Given this vast complexity our strategy for reducing and eventually eliminating fuel poverty needs to respond appropriately. No single ‘one size fits all’ policy measure has proven (in nearly 2 decades) in the UK to be sufficient to address not only the short term need to reduce the cost of energy and deal with fuel debts but also to provide longer-term protection to prevent a return to a stress situation in the next heating season or when energy costs rise. Furthermore, we are still lacking a truly effective but cost effective targeting method to ensure that those who are in need are eligible for and reached by the support available.
In order to reach the diverse group of the fuel poor, and particularly the vulnerable and socially marginalised, I believe we need a complex referral network (e.g. healthcare services, citizen’s advice, social housing providers, etc.) and a well-rounded service into which to make referrals.

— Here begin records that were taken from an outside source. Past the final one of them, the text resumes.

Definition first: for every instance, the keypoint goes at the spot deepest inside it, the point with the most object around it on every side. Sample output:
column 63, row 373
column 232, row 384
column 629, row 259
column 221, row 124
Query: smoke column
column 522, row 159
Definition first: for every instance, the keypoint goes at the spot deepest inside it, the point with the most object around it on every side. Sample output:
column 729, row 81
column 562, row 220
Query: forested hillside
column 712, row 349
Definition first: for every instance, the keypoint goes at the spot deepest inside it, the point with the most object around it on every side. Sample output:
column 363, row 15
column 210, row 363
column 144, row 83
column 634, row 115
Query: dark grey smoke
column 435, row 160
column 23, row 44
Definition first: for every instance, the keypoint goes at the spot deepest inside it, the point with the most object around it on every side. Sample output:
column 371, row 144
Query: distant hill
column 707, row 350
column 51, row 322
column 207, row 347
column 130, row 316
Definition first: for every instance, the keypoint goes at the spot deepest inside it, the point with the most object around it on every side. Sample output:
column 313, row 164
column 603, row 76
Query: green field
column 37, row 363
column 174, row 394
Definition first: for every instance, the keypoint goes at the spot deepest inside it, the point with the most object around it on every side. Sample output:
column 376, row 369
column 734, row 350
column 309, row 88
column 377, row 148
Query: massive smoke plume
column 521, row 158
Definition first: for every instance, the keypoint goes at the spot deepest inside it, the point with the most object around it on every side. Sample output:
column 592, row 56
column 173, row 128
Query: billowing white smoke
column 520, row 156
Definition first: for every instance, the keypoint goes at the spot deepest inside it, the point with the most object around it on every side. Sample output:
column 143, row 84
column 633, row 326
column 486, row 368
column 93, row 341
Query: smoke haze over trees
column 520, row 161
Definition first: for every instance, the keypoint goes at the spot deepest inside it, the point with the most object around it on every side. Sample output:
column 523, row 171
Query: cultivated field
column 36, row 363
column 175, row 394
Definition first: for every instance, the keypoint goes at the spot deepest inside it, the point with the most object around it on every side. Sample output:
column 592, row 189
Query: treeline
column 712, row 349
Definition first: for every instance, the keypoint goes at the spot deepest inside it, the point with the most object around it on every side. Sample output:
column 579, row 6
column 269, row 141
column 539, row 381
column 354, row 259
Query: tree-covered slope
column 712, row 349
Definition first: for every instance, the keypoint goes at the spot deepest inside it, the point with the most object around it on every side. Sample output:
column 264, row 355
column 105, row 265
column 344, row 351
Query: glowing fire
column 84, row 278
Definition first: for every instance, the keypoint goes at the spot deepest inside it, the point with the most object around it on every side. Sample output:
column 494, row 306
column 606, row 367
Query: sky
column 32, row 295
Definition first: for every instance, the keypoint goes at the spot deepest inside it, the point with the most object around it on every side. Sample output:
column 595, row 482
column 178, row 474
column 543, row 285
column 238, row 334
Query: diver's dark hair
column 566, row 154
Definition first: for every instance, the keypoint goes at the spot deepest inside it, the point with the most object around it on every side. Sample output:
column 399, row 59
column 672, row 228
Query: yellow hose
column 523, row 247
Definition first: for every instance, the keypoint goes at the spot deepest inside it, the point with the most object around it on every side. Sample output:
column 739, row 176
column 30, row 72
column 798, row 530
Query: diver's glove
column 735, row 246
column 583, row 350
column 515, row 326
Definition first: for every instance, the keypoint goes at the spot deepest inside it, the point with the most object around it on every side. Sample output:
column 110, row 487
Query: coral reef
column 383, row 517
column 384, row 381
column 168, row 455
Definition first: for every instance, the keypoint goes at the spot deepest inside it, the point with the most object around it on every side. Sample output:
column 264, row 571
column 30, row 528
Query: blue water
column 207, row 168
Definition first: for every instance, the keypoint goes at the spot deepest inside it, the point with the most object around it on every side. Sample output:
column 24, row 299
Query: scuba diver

With all of this in mind I was really pleased to come across a new briefing also published recently by the Centre on Innovation and Energy Demand at the University of Sussex on the role of ‘energy cafes’ in alleviating fuel poverty. The briefing is written with South East London Community Energy which runs an energy café (not far from where I live). Energy cafés (or energy shops) are a local initiative providing face-to-face energy advice in an informal, physical space, often on a temporary or pop-up basis.
The CIED have found that the combined benefits for clients typically outweighs the costs of the service by a factor of three. They found that a drop-in service is cheaper to deliver than a home visit but the service can act as a ‘triage’ referring clients on to the most suitable further support whether that be a home visit to assess and recommend energy efficiency measures, support from a local authority, health service or community group.
The energy café approach unsurprisingly shares many of the principles of broader energy advice for renovation that we, as the Energy Advice Exchange, have been promoting over the last couple of years. For example, the importance of a local service that is physical and provides face to face support, supported by outreach or marketing, which offers not just a single service but a range of support that can be tailored to the client’s needs.
CIED conclude that, coupled with a strong interagency referral network and the all-important funding, there is clear potential for good quality, trusted, local energy advice to alleviate fuel poverty. Unfortunately, in UK the quantity and quality of energy advice has been cut over recent years.
All consumers, particularly those who are most vulnerable, benefit from client focussed services that can respond to their own complex situation and draw together the various support available – whether that be, in the situation of fuel poverty, energy supplier programmes, debt advice or energy efficiency advice or measures. And energy cafés are just one example of many throughout Europe to help empower consumers – to save energy in their homes and improve their quality of life. No consumers can be left behind in the energy transition so we need to learn from and replicate these good examples.
By Louise Sunderland
Louise Sunderland is a member of the Energy Advice Exchange.